The (American) “service to the society” mission, the third dimension, can show the level of the faculty (or institutional) engagement in local, regional and national politics, legislation, advisory work to public bodies, as well as, increasingly, and much more than previously in financial terms, consulting work (St. John 2006). Service to the society started with outreach teaching (adult learning) and “reaching beyond the walls” and seems to be getting increasingly transformed into commercialized and marketized resource-seeking activities (as regretted by former presidents of Harvard and Stanford, Bok 2003 and Kennedy 1997). The public nature of this mission of the university is being replaced by the “entrepreneurial” motif of seeking new income for the university in the “academic capitalism” institutional framework (Slaughter and Leslie 1997, and Slaughter and Rhoades 2004 for a transition from the “public good knowledge regime” to the “academic capitalist knowledge/learning regime”). The overall Anglo-Saxon trend seems to favor the institutionalization of contacts between universities and their faculty members – and the society or the economy in general, while getting a share of this possibly new funding stream. The fourth dimension of the “third mission” is innovation ­as part of the “knowledge triangle” of education, research, and innovation, relentlessly promoted in the last decade by the European Commission (see the “modernization agenda for universities”, EC 2006). Innovation would refer mostly to research-intensive universities, but it can also be in-house innovation: innovation introduced in universities in different areas, from teaching to project management to human resources management. And finally the fifth sense would be the civic mission of the university: the traditional public good-oriented conceptualization of roles of the university beyond merely teaching and research. The civic mission can be national, transnational (e.g. European) and universal (e.g. global justice or human rights), and it is relevant both in the context of reinvigorating American research universities and in the context of the processes of Europeanization of European universities. The production of university graduates as publicly-oriented, responsible citizens of either the nation-states or such supranational entities as the European Union is one of its leading motifs.

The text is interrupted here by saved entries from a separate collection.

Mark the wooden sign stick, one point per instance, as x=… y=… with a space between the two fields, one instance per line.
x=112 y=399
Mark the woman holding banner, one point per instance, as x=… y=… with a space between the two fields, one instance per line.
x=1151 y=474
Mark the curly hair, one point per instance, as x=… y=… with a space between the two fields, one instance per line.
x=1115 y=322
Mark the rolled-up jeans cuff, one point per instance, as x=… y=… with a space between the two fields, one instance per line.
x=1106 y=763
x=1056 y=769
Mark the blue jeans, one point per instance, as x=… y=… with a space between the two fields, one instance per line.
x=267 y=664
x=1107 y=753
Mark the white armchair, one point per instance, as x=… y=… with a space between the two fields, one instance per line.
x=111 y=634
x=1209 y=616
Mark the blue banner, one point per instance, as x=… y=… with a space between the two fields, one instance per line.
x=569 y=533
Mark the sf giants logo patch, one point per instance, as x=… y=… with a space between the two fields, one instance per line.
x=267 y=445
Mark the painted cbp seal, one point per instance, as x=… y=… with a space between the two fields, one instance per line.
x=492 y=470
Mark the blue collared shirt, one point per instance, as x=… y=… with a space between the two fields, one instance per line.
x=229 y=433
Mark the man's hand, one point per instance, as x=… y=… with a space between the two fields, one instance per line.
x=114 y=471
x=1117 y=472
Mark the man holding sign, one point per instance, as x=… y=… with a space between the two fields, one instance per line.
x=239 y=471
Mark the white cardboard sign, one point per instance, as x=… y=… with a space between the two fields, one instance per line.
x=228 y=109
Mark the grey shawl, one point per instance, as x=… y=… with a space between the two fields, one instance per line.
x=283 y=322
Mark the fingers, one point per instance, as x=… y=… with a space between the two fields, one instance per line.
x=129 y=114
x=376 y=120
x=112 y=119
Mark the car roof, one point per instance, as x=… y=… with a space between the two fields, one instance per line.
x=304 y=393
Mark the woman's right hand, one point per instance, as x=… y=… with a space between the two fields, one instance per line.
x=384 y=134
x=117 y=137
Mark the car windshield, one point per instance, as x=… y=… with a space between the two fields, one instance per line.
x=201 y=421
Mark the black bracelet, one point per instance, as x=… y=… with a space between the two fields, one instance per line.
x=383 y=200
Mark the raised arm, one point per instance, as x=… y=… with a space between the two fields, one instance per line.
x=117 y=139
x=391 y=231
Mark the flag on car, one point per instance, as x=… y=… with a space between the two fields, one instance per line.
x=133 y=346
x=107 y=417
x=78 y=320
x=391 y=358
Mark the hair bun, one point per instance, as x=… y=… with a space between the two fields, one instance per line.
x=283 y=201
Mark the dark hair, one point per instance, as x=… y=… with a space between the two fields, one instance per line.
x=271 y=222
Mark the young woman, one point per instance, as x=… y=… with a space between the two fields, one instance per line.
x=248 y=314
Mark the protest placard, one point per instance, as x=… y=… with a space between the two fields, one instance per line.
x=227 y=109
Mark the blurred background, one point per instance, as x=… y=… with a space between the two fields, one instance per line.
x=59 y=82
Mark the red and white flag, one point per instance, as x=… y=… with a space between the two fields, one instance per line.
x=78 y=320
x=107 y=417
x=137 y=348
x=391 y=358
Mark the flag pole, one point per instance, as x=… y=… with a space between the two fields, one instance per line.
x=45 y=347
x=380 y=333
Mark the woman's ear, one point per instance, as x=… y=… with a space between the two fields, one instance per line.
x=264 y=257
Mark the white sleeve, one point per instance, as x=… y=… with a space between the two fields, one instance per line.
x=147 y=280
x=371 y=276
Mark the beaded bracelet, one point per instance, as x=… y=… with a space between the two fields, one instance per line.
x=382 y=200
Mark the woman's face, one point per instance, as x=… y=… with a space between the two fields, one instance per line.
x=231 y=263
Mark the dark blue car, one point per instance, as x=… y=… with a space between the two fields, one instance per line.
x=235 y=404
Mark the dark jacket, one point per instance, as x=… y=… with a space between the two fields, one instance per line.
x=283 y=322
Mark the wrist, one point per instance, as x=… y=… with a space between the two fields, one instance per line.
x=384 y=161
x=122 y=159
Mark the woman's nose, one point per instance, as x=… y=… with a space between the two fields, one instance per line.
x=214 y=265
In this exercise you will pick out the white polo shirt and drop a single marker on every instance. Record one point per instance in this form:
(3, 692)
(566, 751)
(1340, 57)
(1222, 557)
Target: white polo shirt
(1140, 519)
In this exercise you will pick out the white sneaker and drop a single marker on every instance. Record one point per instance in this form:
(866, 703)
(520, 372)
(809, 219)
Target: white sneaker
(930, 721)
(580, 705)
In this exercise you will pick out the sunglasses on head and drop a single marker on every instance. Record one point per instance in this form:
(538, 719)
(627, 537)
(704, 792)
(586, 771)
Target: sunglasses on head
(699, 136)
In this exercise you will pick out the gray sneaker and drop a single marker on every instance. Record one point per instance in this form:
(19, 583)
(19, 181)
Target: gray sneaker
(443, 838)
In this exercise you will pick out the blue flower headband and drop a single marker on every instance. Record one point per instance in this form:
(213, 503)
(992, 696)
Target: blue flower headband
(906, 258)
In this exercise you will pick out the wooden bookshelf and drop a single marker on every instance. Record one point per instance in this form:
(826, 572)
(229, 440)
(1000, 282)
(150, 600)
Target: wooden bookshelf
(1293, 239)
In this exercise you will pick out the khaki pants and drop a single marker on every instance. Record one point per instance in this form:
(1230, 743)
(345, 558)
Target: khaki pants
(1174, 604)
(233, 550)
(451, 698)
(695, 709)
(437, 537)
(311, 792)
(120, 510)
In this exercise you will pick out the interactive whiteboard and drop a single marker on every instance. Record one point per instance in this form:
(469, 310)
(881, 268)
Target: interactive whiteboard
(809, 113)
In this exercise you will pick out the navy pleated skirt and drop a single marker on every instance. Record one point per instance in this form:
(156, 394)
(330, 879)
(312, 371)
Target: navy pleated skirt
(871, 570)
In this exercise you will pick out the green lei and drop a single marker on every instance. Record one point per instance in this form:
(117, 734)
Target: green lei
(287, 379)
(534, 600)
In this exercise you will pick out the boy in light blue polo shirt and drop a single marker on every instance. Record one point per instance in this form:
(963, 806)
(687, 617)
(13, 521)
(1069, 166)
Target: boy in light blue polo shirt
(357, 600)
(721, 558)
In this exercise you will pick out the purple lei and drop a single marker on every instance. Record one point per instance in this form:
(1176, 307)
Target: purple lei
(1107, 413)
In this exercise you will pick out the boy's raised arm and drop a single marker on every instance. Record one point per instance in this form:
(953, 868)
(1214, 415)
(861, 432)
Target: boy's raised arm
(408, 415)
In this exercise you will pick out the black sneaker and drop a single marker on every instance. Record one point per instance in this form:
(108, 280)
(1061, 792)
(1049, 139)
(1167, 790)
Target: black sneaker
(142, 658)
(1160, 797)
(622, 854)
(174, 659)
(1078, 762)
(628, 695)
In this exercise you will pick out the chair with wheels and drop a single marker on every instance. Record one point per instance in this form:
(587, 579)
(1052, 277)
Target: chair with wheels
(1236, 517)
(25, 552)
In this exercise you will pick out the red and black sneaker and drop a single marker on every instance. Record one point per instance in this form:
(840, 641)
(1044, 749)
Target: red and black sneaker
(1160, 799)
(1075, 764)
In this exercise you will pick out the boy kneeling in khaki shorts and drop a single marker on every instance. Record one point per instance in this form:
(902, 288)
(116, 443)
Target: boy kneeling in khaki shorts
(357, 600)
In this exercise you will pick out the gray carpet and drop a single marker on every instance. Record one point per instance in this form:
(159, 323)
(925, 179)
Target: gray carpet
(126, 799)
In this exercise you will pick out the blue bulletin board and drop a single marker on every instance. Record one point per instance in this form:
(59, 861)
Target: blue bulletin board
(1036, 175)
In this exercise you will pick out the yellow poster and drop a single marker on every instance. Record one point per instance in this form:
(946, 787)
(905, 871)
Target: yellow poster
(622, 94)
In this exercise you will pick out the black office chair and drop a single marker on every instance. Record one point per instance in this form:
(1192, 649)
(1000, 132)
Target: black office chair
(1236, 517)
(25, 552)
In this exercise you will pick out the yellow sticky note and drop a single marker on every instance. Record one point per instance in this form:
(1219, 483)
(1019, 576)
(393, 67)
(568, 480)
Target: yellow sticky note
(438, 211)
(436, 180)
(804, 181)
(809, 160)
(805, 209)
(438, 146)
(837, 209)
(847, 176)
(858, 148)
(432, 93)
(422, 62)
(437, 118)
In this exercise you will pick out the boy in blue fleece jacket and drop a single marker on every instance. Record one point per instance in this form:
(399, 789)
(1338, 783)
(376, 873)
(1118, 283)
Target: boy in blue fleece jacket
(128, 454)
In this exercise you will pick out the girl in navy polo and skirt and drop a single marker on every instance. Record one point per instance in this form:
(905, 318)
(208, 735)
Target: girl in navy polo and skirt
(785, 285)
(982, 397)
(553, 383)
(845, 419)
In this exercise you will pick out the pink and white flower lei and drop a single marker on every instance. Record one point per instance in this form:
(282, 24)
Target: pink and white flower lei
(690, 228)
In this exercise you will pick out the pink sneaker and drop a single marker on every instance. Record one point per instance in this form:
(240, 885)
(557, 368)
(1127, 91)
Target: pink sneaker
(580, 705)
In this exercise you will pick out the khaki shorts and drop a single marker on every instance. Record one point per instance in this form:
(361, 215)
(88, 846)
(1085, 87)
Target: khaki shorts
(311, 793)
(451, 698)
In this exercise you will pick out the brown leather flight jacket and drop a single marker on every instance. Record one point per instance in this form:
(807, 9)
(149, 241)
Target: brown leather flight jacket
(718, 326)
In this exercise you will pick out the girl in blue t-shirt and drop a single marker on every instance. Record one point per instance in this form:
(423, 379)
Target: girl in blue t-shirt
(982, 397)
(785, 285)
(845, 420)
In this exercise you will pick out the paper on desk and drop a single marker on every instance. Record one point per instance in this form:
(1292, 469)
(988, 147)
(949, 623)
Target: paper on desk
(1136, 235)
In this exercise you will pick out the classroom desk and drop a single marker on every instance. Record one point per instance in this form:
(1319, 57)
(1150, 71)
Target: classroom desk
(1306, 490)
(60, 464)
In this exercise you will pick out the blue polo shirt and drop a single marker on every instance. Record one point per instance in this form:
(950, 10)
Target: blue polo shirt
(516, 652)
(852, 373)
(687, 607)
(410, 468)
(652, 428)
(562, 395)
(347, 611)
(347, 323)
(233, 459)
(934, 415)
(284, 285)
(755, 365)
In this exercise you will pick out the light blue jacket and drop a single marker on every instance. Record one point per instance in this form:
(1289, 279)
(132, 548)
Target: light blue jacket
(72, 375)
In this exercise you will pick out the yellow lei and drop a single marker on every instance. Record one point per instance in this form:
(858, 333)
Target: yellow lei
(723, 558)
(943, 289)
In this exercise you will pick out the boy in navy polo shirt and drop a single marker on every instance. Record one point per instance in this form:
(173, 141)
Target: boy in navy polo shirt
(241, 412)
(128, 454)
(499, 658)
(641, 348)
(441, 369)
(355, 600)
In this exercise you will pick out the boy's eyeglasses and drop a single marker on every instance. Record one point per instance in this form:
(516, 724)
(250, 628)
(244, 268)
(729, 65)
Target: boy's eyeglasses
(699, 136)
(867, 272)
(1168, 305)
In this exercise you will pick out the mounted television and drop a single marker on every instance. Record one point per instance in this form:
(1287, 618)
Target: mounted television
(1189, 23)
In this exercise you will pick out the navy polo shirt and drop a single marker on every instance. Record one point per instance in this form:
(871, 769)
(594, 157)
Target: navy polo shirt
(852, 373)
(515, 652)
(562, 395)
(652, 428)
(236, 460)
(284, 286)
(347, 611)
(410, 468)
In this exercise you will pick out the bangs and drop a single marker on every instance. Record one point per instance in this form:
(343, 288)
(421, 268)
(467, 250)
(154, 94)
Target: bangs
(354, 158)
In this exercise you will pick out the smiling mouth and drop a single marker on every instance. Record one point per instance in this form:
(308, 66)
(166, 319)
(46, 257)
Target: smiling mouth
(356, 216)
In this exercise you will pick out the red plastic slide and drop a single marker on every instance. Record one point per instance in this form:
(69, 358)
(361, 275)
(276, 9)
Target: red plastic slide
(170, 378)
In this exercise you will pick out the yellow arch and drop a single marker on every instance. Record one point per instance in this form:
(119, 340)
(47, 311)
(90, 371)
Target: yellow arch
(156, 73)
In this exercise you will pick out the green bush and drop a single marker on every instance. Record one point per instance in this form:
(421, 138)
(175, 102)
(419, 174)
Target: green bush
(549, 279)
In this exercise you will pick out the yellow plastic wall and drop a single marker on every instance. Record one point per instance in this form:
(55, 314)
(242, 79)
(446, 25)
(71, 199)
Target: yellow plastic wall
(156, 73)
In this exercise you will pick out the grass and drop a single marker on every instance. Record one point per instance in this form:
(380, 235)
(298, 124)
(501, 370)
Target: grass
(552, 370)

The five dimensions of the third mission suggested remain in line with a more general approach in which the university has at least three dimensions to consider when ranking university third mission development: social, entrepreneurial and innovative (Montesinos et al. 2008). All five dimensions of the third mission bring about institutional tensions and policy tensions as their relationship with, or reliance on, the two traditional missions of teaching and research, seem to remain in the making. In new EU member states, the resulting tensions are high as the nature of both teaching and research has been under renegotiations in the last two decades. Postcommunist universities have been undergoing processes of rapid expansion under severe resource limitations, with new national priorities emerging and new European ideas, conceptual tools, and debates in view while reforming closed and elitist systems. Tensions emerged when basically Western European ideas, with regional engagement of universities in the forefront, were being translated into the macro level of national policies and laws on the one hand, and both meso and micro-levels of institutional practice. Conceptual tools of the “knowledge economy” discourse (used by both the European Commission and the OECD) were applied in theory (reforms ideas) and practice (reforms implementation) to postcommunist educational systems functioning in postcommunist economies, in the organizational ecology of postcommunist legal and infrastructural environments.